My dearest mom,
There’s not a day that goes by that I don’t think about you several times. It’s been almost five years since you left us, and I still miss your almost daily phone calls and chance to get together for a meal or just to chat.
The world has changed so much in five years. I really think you would love the new Keurigs that allow you to make iced tea instantly — and you can record all your favorite shows now without even using a videotape.
But more importantly, of course, is family. Paige has gone five years with no recurrence of breast cancer and J.P. just keeps growing. He’ll be a teenager this year. That’s so hard to believe, but I’m sure you’re making sure the angels keep a close eye on him — and us — every day.
We’re almost becoming victims of our own success. He’s too big now for Paige to pick up by herself, and that limits her ability to go places with him by herself.
We got approval for in-home nursing in December to help Paige while I’m at work, and we’re in the process of getting a lift installed to help get him around the house. It’s something I always figured would happen eventually, but it’s hard to believe the time has come.
The holidays this year went by way too fast. For the first time that I can remember, we didn’t even have time to get our Christmas tree put up. We resorted to a small tabletop one for Walmart just so J.P. wouldn’t feel like we totally abandoned the celebration.
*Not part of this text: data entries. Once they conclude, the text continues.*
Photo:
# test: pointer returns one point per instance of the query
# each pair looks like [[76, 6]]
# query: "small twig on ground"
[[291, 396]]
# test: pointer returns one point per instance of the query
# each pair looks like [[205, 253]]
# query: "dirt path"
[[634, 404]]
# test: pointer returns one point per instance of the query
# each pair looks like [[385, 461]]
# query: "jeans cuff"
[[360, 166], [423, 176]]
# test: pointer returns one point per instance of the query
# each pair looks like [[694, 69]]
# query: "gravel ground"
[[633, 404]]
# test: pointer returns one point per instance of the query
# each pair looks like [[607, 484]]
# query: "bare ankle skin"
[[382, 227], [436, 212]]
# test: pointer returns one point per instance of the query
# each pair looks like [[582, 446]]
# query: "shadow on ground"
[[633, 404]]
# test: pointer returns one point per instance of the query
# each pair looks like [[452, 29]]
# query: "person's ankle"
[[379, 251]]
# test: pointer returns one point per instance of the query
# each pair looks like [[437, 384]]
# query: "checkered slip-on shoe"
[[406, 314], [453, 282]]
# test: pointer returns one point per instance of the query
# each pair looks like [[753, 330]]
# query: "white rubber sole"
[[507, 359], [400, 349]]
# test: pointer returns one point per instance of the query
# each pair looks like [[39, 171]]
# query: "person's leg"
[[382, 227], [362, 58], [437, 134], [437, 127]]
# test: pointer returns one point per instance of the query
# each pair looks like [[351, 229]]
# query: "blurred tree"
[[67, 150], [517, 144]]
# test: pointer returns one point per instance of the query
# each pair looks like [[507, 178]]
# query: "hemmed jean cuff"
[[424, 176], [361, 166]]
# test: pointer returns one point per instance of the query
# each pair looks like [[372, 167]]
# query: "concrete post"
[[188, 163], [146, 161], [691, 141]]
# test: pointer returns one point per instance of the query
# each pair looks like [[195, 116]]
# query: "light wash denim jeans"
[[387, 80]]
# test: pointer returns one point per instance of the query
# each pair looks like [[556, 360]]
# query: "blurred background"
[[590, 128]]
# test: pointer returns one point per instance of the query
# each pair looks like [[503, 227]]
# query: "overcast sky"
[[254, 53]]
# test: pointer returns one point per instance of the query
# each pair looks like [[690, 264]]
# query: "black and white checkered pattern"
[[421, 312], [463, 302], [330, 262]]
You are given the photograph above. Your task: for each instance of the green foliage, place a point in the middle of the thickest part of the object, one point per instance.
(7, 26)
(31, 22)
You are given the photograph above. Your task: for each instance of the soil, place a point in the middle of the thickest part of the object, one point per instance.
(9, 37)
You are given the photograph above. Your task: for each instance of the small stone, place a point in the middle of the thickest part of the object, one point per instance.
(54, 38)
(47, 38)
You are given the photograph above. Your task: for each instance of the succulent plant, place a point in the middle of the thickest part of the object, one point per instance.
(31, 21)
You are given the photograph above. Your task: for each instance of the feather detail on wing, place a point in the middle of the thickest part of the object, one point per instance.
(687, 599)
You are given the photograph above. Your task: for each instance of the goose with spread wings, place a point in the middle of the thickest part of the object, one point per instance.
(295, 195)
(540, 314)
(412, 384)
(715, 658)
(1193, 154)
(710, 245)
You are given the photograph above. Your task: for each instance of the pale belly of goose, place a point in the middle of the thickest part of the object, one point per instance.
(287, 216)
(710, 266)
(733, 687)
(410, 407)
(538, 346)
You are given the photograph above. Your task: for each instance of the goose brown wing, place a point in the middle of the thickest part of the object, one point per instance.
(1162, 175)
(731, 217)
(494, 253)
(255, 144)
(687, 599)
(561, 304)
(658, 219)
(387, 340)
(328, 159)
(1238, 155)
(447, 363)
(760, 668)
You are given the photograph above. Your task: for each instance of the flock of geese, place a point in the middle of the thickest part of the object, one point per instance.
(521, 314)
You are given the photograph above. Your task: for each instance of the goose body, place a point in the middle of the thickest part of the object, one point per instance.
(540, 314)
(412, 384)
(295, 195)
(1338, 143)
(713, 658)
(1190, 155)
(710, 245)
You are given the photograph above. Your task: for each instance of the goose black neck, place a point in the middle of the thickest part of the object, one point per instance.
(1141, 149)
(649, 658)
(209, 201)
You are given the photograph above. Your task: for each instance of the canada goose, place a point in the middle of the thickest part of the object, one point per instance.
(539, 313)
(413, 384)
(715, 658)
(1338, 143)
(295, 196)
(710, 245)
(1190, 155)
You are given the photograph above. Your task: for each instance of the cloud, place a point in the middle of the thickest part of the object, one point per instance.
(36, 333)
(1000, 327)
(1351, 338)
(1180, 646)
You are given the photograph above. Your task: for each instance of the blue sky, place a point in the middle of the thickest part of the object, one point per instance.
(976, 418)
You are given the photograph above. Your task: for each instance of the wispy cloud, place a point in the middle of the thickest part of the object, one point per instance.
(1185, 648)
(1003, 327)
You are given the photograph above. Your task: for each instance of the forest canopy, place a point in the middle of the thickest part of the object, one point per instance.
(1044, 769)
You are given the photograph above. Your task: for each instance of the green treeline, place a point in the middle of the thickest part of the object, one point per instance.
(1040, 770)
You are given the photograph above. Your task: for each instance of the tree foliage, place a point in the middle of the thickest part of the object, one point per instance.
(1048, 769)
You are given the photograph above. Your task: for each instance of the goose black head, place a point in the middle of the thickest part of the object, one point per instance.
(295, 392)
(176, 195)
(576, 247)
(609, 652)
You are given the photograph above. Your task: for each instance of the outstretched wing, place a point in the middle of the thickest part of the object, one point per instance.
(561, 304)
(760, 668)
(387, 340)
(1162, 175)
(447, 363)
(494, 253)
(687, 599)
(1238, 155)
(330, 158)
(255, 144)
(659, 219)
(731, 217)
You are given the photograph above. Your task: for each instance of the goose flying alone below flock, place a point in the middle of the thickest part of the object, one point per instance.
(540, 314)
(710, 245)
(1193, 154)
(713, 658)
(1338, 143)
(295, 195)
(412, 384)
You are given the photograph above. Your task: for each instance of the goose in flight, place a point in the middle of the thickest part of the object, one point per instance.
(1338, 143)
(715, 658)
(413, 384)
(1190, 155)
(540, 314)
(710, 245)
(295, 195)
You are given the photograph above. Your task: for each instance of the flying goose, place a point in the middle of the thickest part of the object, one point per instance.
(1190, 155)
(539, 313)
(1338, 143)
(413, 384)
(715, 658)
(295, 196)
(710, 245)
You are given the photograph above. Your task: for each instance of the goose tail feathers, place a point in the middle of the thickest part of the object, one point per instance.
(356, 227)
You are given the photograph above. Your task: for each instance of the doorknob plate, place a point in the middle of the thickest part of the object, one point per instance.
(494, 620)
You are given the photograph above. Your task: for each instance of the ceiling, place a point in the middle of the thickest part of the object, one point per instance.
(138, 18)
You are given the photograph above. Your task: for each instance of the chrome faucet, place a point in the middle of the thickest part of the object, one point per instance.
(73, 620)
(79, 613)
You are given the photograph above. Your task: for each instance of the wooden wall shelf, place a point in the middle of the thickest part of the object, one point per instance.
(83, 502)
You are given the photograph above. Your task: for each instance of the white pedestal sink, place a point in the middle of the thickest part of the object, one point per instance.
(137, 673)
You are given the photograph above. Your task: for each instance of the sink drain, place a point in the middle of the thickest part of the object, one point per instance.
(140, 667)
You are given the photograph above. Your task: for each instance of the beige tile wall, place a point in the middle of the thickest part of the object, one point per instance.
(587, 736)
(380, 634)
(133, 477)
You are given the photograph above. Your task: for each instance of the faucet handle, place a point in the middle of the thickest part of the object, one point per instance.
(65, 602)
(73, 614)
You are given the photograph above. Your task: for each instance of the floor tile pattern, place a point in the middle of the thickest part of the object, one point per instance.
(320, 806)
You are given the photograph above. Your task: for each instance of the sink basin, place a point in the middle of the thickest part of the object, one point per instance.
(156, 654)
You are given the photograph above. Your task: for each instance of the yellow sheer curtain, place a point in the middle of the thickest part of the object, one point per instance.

J.P. was admitted twice to the hospital for what I still believe is a shunt malfunction, but it has been difficult to get the neurosurgeon to tap his shunt without more obvious symptoms. The first time he was admitted, blood work showed his sodium level was out of whack, and the second was blamed on too few dirty diapers.
Things still aren’t right with J.P., and we’ve been to the doctor several times and had more blood work to try to figure out what’s going on. I’m praying for some answers, and hope they come soon.
While he doesn’t seem to be in obvious pain, he’s not himself, and seems to be having fewer wet diapers and retaining more fluid in his body. Please keep telling those angels to bless our child.
Paige is also recovering from wrist surgery on the day after Christmas. It seemed like a good time to get it done as she was waking up in pain almost every night because of carpal tunnel syndrome. She’s slowly getting better, and I thank God for that.
The crazy times during the holidays and the beginning of the new year are the examples of the times I miss you most. You were a great listener, a confidant and a prayer warrior.
While you couldn’t change difficult circumstances, you were always there with the love that only a caring mother can provide.
The world dimmed a bit when you left this Earth, but I’m sure heaven became a bit brighter at the same time.
I thank you now for the love you provided to me and my family because I don’t think I thanked you or appreciated it nearly enough when you were around.